DCI-Palestine’s lawyer, Iyad Misk, secured the release of Mahmoud Hakem Hraibat, 15, and Mohammad Jamil Hraibat, 14, on NIS 3,000 (US$855) bail for each and one week of house arrest, as well as the unconditional release of 15-year-old Qusai Kamel al-Atrash. Three children remain in Israeli custody and will appear before the military court on Thursday.

“The nature of these arrests suggests Israeli forces carried them out to intimidate residents of at-Tabaqa, including children,” said Misk of DCI-Palestine. “Israeli authorities must charge or immediately release the remaining three children and stop such arbitrary arrests.”

In a sworn testimony to DCI-Palestine, Ali Awlad Mohammad, 14, who was released the following day without charge, said an Israeli soldier showed him a photograph of two youths, and asked him to identify them to avoid arrest. When he refused, the soldier bound and blindfolded him, then shoved him into a military jeep along with the other children.

Israel is the only nation to automatically and systematically prosecute children in military courts that lack basic and fundamental fair trial guarantees. Around 500-700 Palestinian children, some as young as 12 years old, are arrested, detained and prosecuted in the Israeli military detention system each year. The majority of Palestinian child detainees are charged with throwing stones, and 74 percent experience physical violence during arrest, transfer or interrogation, according to evidence collected by Defense for Children International Palestine. No Israeli children come into contact with the military court system.

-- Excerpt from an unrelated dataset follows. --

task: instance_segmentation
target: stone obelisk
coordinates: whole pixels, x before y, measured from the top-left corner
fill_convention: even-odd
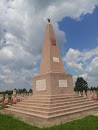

Palestinian children are not properly informed of their right to silence, are denied access to an attorney before and during interrogations, and are not accompanied by a parent during questioning.

In December, DCI-Palestine launched a “Know Your Rights” campaign for Palestinian children with partner, Lawyers for Palestinian Human Rights (LPHR), focusing on empowering and educating Palestinian children to secure their basic rights while detained in the Israeli military detention system.

More than 5,000 “Know Your Rights” information cards will be distributed by the end of the campaign to Palestinian children between the ages of 12 and 17 years old living in West Bank communities where children appear to be targeted by Israeli forces for arrest.

An easy to remember telephone number is included on the card so Palestinian children can contact a DCI-Palestine lawyer 24 hours a day, 7 days a week, if they are allowed access to a telephone by Israeli authorities.